Others say any economic benefits are far outweighed by the risks.
A recent economic study by Oceana shows that offshore drilling activities, including seismic exploration, off the East Coast threaten more than 1.5 million jobs and nearly $108 billion in gross domestic product, and would yield less than seven months’ worth of oil and less than six months’ worth of gas.

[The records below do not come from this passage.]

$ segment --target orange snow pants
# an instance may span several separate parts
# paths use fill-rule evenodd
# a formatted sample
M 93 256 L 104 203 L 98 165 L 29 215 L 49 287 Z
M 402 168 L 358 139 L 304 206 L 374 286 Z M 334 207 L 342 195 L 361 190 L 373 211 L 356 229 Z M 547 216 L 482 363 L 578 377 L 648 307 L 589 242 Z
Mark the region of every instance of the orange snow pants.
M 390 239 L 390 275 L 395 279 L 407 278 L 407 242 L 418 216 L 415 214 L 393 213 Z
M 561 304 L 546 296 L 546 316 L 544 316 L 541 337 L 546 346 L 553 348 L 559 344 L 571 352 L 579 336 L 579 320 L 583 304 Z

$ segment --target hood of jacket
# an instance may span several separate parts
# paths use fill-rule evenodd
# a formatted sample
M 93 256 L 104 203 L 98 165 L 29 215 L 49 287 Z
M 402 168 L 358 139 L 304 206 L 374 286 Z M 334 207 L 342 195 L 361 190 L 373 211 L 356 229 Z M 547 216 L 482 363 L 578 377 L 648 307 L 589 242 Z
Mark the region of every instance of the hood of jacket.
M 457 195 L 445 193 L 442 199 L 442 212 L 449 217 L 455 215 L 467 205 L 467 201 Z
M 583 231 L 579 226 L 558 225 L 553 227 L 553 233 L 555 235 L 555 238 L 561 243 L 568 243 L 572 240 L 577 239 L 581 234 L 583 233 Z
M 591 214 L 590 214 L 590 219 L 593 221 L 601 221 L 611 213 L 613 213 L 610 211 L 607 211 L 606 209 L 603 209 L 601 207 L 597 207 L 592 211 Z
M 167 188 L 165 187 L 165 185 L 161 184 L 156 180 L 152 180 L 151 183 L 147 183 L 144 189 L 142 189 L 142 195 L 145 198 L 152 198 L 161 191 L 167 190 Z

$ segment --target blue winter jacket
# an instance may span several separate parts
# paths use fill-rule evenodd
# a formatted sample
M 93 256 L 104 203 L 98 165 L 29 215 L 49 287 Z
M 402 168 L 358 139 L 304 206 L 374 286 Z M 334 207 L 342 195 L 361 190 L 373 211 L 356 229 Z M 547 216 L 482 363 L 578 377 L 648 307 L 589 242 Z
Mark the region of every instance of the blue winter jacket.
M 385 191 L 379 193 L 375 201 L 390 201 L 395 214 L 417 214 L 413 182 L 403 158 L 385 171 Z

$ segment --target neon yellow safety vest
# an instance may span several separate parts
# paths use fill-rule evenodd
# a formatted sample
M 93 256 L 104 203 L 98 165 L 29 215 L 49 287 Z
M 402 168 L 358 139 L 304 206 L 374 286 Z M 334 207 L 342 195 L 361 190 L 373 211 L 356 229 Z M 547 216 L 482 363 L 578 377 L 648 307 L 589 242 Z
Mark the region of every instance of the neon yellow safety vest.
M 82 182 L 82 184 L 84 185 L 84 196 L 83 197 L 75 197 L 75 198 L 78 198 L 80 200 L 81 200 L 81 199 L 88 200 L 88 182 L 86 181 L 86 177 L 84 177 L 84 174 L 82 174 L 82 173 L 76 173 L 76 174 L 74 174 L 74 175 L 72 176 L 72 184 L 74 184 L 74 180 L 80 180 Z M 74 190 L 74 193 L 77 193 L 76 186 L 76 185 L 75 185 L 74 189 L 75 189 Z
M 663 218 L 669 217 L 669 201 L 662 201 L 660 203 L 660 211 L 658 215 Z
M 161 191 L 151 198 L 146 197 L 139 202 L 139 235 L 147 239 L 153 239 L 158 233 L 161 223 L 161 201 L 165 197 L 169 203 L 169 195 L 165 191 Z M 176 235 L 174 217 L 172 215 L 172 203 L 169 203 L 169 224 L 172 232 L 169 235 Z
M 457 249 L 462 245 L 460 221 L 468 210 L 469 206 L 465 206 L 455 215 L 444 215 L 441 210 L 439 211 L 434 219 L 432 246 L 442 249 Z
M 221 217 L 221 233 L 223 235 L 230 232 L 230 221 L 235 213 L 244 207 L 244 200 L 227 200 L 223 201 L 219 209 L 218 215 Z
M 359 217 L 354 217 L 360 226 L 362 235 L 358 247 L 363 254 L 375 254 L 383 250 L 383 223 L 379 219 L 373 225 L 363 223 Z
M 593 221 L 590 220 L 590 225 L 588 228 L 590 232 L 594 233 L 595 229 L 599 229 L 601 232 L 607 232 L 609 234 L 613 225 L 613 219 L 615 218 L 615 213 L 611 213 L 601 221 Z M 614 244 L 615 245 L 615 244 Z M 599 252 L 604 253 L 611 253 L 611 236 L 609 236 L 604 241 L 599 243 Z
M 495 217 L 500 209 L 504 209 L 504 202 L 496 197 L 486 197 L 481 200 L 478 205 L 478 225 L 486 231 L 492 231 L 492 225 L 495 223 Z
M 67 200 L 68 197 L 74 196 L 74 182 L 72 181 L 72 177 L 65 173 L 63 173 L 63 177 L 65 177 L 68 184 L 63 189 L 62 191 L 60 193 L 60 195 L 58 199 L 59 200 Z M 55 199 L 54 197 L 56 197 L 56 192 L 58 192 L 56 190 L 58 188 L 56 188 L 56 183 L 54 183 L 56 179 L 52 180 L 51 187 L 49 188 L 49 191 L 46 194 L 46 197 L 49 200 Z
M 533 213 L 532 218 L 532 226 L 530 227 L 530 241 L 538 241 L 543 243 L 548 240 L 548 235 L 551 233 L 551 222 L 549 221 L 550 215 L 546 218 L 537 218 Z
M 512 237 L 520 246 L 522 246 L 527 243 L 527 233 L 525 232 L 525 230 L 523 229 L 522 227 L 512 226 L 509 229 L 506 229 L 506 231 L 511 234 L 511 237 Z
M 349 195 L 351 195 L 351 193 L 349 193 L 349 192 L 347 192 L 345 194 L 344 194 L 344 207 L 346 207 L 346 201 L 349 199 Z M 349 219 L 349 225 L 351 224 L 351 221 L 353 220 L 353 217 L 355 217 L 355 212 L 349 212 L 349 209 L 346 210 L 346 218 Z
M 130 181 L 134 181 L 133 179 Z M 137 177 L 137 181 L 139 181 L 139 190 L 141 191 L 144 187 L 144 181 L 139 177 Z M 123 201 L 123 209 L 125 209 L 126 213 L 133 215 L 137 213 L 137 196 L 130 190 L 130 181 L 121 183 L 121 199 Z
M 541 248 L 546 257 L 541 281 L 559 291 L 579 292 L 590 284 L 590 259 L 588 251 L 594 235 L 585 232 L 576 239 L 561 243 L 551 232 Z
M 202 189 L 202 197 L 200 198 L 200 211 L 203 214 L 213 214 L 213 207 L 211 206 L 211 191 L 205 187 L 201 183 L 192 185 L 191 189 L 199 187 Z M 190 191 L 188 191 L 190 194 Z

“South Carolina has spoken: We don’t want offshore oil and gas drilling,” said Laura Cantral, executive director at South Carolina Coastal Conservation League. “Seismic blasting is a big step in that direction, threatening our fragile coast and economy. We will firmly defend our communities and vulnerable marine life.”
The plaintiffs cite opposition and concern over offshore drilling activities in the Atlantic from the governors of Florida, Georgia, South Carolina, North Carolina, Virginia, Maryland, Delaware, New Jersey, New York, Connecticut, Rhode Island, Massachusetts and New Hampshire and more than 240 municipalities in East Coast states. More than 1,500 local, state and federal bipartisan officials, an alliance representing more than 42,000 businesses and 500,000 fishing families and fishery management councils are also opposed.
The National Marine Fisheries Service issued permits to five companies on Nov. 30. Before those companies can begin seismic testing, they must also receive permits from the Bureau of Ocean Energy Management.
Also on Tuesday in Charleston, the South Carolina Environmental Law Project filed a lawsuit on behalf of 16 South Carolina municipalities contesting the validity of the incidental harassment authorizations.